In this digital age of advertising, the acquisition by CCNY of George Lois' archives provides more than a treasure trove of iconic advertising and artifacts for students of the discipline. It provides us with important lessons that today's ad men seem to be paying lip service to, and the result has been that the level of overall creative today is mediocre at best.
Underlying George Lois' work, there is a passion that we do not see today. We are so concerned with big data and focusing on micro-segmenting that we can't "see the forest for the trees." We rely on SEO and the ongoing dependence on analytics to justify to clients that we know what we are doing. STEM now supersedes creativity. No wonder the ad agency model is becoming so redundant.
This situation is no different than the "packaged goods" reaction to the creative revolution of the 1960s. Then, its focus was on market segmenting to the point that market research became self-serving, so as to justify to clients that the money they spent on the template advertising they created was well-invested.
Now with digital technology, we have evolved to micro-segmenting, and in the process have lost the fact that advertising is meant to deliver a message to a mass audience. What's happened is that the delivery tool (digital media) has overtaken the content (creativity) in importance. And the ability for the content to re-establish its importance is severely impeded by the fact that digital is one-to-one media, not mass-driven.
What ever happened to the "big idea" George so aptly referred to as the basis of great advertising? It's there in his archives. It's in his incredibly well-developed presentations and the actual advertising he created that was simply based on differentiating his clients' products from the competition. And he did this not by relying on an overabundance of market research, but on an understanding of our culture. For George, the creative may seem outrageous, but if the "big idea" is boldly memorable, the strategy naturally springs from it.
But these archives provide even more of an understanding as to why Mary Wells in "The Real Mad Men of Madison Avenue" refers to George as the "rock star" of the advertising creative revolution. Underlying the passion behind the work is the fact that Mr. Lois embraces advertising -- a field that even some in the business consider deceptive. By his doing so, he helps us to better learn life lessons.
Some of his endeavors include: his friendship with Paul Robeson; boldly fighting McCarthyism at CBS television; his vital roles with Robert Kennedy and other major politicians; his iconic "Esquire" covers -- initially received as jarring and prescient statements, which have since become essential to the iconography of American culture; his collaborating with Doctor Benjamin Spock and the Committee for Sane Nuclear Testing (SANE), which was instrumental in generating support for the passage of the Test Ban Treaty of 1963; his dynamic relationship with Muhammad Ali; and his effort in helping Rubin "Hurricane" Carter reverse his unjust murder conviction.

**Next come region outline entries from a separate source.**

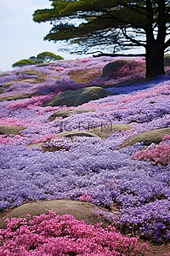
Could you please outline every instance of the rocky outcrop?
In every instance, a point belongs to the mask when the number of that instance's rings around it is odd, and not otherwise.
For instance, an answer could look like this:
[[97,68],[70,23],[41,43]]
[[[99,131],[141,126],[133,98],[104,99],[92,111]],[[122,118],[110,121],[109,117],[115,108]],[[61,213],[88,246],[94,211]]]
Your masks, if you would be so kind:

George's breakthrough work was the spark that enabled advertising to transcend simply selling products. And even when he dealt with the selling of those traditional products, there was an understanding of our culture that enabled the work to survive beyond the life of the product.
There is no distinction between his ethics, passion and beliefs, as so reflected in the archives. I learned this firsthand as a fledgling account executive at Lois Holland Callaway, where I had a front-row seat as the agency came to grips with the loss of the Cutty Sark Scotch account -- its largest piece of business -- because George refused to stop working for a retrial for Rubin "Hurricane" Carter. It never crossed my mind until later that in advertising, art, commerce and morality often merge, and incredibly hard choices have to be made.
George made those choices and, in doing so, his actions, in keeping with his work, made the craft called advertising noble. It is the gift of these archives that provide future advertising professionals the opportunity to not only examine the past 60 years, but to apply the lessons from them to help the discipline called advertising recapture its lost luster.